April 23, 2010
ICU Patients With Iron Deficiency More Likely to Require Blood Transfusion
Receiving a blood transfusion in the intensive care unit (ICU) is not uncommon, but reliable predictors for patients that will require transfusion are not readily available. A new study published in the May issue of Anesthesiology seeks to reduce the occurrence of ICU transfusions, revealing a new marker for patients at higher risk for developing severe anemia and subsequently requiring transfusion in the ICU.
In this study, Rafael Fernandez, M.D., Ph.D. and colleagues set out to determine if patients with functional iron deficiency (called CHr) was associated with transfusion requirements in ICU patients.

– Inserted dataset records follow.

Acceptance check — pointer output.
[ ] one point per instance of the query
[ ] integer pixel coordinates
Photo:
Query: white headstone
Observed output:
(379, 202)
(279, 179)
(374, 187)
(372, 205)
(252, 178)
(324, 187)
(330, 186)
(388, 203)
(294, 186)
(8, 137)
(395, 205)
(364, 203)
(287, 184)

“Previous studies have indicated that anemia is a common occurrence in ICU patients and is even associated with greater patient mortality while admitted to the hospital,” said Dr. Fernandez. “Our study was designed as an observational investigation looking for clues about anemia in critically ill patients and associations between iron deficiency, a common cause of anemia, at ICU admission and the requirement for transfusion.”
About the Study
Researchers examined patients admitted to a 16-bed ICU over a two month period. During that time period 75 patients were admitted. A total of 62 patients had an ICU stay of greater than 48 hours and were included in the study.

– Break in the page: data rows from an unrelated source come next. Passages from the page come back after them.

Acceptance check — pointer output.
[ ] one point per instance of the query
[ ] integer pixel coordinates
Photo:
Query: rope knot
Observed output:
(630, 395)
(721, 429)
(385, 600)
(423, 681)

Of these patients, 23 were admitted with iron deficiency. Patients presenting with iron deficiency were found to be sicker and more likely to have sepsis. These patients were also found to be prone to complications in particular renal failure (37 percent) and ICU-acquired infection (30 percent).
Significantly the transfusion rate for patients was 22.6 percent, a rate that was higher in patients with low CHr levels signaling iron deficiency than in patients with normal-CHr (39.1 percent to 12.8 percent).

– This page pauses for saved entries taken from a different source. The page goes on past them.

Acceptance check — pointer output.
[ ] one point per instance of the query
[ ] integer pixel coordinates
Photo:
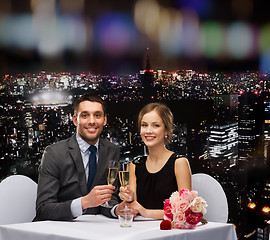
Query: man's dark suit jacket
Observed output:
(62, 179)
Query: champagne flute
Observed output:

Dr. Fernandez commented on the significance of the study results: “The fact that iron deficiency was associated with a higher need for a transfusion and higher likelihood of mortality in this group should reinforce the impact iron levels can have on surgical outcomes. Whenever possible, iron levels should be well-managed prior to admission.”
Further research on the significance of iron deficiency and need for blood transfusion is required. Dr. Fernandez and colleagues recommend that critically ill patients with low CHr levels are included in future studies to determine if early treatment with intravenous iron after ICU admission could reduce the need for transfusions.